Social and Organizational Sustainability – the chain of decision-making needs to be determined from early on to establish formality. The role of the community in the organizational chain needs to be determined based on the traditional structures that already exist.
Environmental sustainability – using sustainable resources, preventing pollution, and reducing the effects of climate change. Infrastructure sharing is also a form of economic sustainability.
- Universal Communication Service Access Funds and Teachers’ Training: Digital Skills and literacy. Mr. John Munkondwa of the Universal Communication Service Access Fund (UCSAF) explained the important role of capacity building among teachers in their efforts to equip schools with computers, citing the pivotal role it plays in the sustainability of the digitizing education system and its contribution to maintaining computers available in the school.
- Relevant content and technologies for schools. Most content online whether in entertainment or education is not contextualized to the African population especially not to the local school’s curriculum. Community networks can come in to create platforms for the creation of contextualized content for schools due to their proximity to the schools.
- Policy and regulatory frameworks for community networks. Tanzania does not yet have a policy and regulatory framework for community networks. The alliance has been at the forefront of advocacy for a license for community networks. Hon. Neema Lugangira has been at the forefront of advocating for the recognition of community networks. Together with Tanzania Communications Regulatory Authority (TCRA), there are plans to set up a pilot community network in Bukoba where the regulator can witness community engagement and operations towards the provision of broadband connectivity to the community and work towards a standardized model for regulation. Dr. Jabhera Matogoro has been campaigning for use of the TV white space (TVWS) technology and a regulatory framework for its use.
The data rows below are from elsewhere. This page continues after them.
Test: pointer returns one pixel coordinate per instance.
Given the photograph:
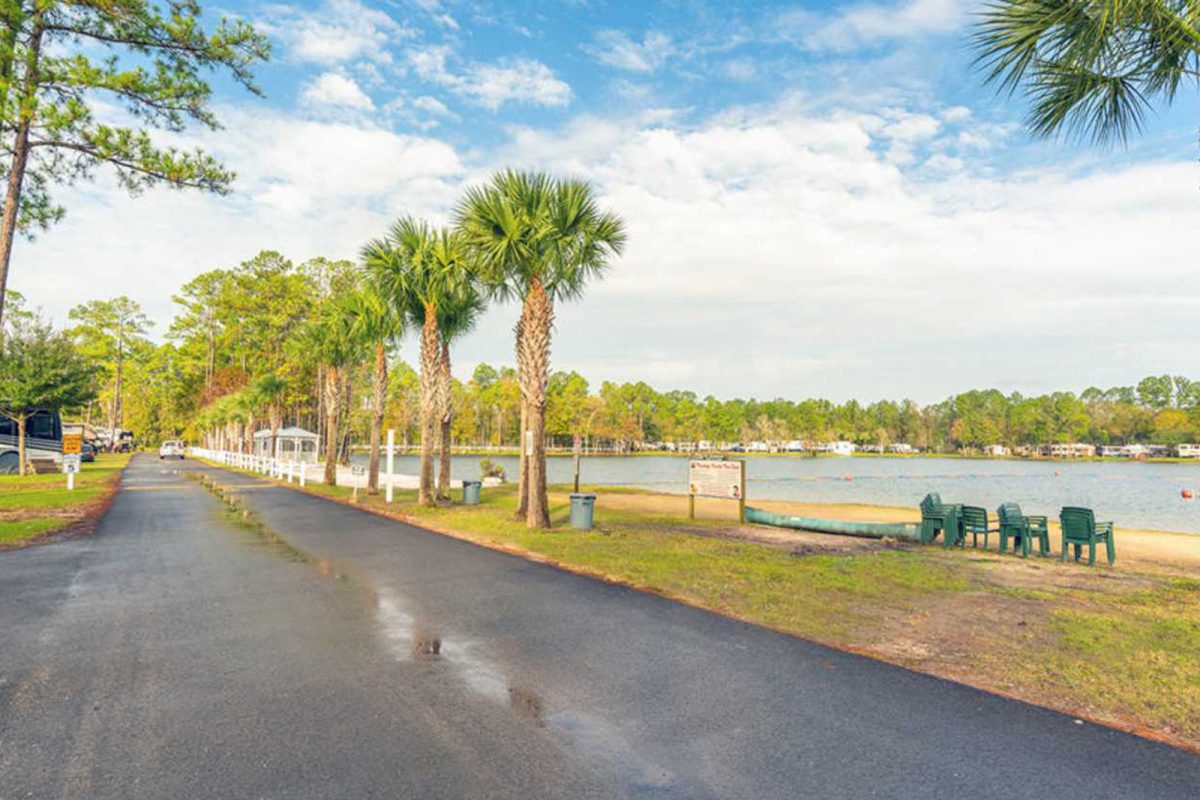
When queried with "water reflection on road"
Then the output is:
(595, 740)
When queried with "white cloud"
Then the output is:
(336, 31)
(339, 90)
(492, 85)
(832, 263)
(773, 251)
(433, 107)
(741, 68)
(304, 187)
(522, 80)
(870, 23)
(616, 49)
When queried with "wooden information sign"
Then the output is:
(725, 480)
(72, 444)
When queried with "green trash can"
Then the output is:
(582, 511)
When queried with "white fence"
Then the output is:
(303, 473)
- Personal branding, digital footprint, and content creation for social media. Personal branding is the process of creating an identity for yourself as an individual or business. A digital footprint is information you share about yourself online. Ms. Dorice Kaijiage stressed the importance of creating visibility for your brand, be it a personal brand or your organization. Further than visibility, it is vital to have an agenda that identifies you and understands your target audience so that your content is tailored to their interests.
- Use of teaching aids towards bridging the digital divide in schools and communities. Is partnering with secondary and university institutions in promoting and facilitating STEM subjects to help students with practical applications of technology. Mr. Said Hozza demonstrated how he uses Tinkercad to give a practical understanding of STEM subjects and his vision of working with community networks to reach more students in rural areas.
- Sustainable internet connectivity approaches for communities and schools. Professor Josef Noll, the secretary general of the Basic Internet Foundation presented a scenario where digital pedestrians using close to zero bandwidth can use the internet for free while digital cars ensure profitability. The challenge comes in differentiating digital pedestrians and digital cars which prof. Josef cites can be solved using an Accelerated Mobile Pages (AMP checker). AMP is an open-source coding project created by Google to help (mobile) websites load faster by stripping them down to their most essential parts allowing them to deliver content immediately.